Specific Imaging Findings
In Wernicke encephalopathy (WE, Wernicke-Korsakoff syndrome) symmetric signal intensity alterations in the mammillary bodies, medial thalami, periventricular regions of the third ventricle, tectal plate, and periaqueductal gray matter are typical MRI findings. Selective involvement of the cranial nerve nuclei, cerebellum, dentate nuclei, fornix, splenium of the corpus callosum, cerebral cortex, and basal ganglia characterize nonalcoholic WE. Lesions in the basal ganglia mainly affect the putamen and are most frequently observed in children. The lesions are iso to hypointense to the gray matter on T1-weighted images and T2 hyperintense. DWI also shows high signal intensity in the acute phase with variable ADC values. Enhancement of the mammil-lary bodies is most frequently observed in the alcholic population and may be the only imaging finding. Degree of enhancement is quite variable. Hemorrhagic transformation is rare.

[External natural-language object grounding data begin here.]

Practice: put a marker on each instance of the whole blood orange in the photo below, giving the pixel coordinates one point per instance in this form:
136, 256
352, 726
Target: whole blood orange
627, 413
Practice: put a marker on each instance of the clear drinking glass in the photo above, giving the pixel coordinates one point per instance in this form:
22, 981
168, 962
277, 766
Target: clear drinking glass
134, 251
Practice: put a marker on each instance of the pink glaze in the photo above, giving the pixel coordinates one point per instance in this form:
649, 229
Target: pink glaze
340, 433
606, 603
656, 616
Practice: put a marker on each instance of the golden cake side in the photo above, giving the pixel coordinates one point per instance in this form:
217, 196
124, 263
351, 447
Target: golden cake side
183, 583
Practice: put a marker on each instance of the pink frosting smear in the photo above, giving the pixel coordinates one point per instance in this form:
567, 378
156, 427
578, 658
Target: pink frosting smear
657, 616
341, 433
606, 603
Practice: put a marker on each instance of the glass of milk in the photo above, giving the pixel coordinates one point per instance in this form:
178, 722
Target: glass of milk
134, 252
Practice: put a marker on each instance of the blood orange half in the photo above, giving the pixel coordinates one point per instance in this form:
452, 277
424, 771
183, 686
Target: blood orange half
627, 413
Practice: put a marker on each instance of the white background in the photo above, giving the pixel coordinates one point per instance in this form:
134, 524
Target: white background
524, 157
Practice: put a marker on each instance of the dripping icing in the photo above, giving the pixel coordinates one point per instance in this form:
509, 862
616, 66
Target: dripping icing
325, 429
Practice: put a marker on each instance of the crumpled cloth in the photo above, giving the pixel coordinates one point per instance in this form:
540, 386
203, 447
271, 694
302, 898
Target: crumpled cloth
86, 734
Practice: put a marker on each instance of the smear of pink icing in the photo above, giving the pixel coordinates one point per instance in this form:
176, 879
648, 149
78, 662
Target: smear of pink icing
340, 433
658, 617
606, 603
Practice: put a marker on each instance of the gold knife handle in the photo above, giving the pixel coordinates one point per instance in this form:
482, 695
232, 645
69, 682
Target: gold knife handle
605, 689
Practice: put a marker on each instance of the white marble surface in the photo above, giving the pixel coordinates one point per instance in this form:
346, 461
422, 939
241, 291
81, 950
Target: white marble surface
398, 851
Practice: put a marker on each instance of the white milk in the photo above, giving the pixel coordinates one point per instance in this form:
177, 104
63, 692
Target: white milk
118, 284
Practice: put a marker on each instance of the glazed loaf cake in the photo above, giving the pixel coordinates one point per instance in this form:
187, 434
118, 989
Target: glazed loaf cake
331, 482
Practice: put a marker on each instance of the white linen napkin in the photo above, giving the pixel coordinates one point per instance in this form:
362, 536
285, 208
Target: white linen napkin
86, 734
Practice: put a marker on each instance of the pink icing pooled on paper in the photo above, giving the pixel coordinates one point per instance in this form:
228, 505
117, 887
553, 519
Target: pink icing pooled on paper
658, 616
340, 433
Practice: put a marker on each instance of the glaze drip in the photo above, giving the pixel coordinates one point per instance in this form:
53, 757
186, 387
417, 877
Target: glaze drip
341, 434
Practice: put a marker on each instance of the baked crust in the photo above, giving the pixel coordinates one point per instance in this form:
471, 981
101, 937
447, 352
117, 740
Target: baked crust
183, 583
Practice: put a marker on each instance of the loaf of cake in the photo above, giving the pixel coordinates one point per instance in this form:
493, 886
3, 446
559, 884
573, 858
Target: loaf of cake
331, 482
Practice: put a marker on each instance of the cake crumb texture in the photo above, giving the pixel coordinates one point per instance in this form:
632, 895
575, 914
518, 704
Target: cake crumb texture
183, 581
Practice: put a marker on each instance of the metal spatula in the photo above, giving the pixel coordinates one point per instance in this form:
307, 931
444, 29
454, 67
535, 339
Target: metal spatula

Brain atrophy develops in chronic WE, in particular of the fornices and mammillary bodies, while T2 hyperintensity becomes less obvious.
Pertinent Clinical Information
WE is an acute neurologic disorder resulting from thiamine (vitamin B1) deficiency and its incidence is underestimated in both adult and pediatric patients. Clinical presentation is characterized by changes in consciousness, ocular dysfunction, and ataxia. However, this triad is not present in many patients. The most common presenting symptom is nonspecific mental status changes. Untreated patients can progress to irreversible brain damage leading to Korsakoff syndrome and, eventually, to death.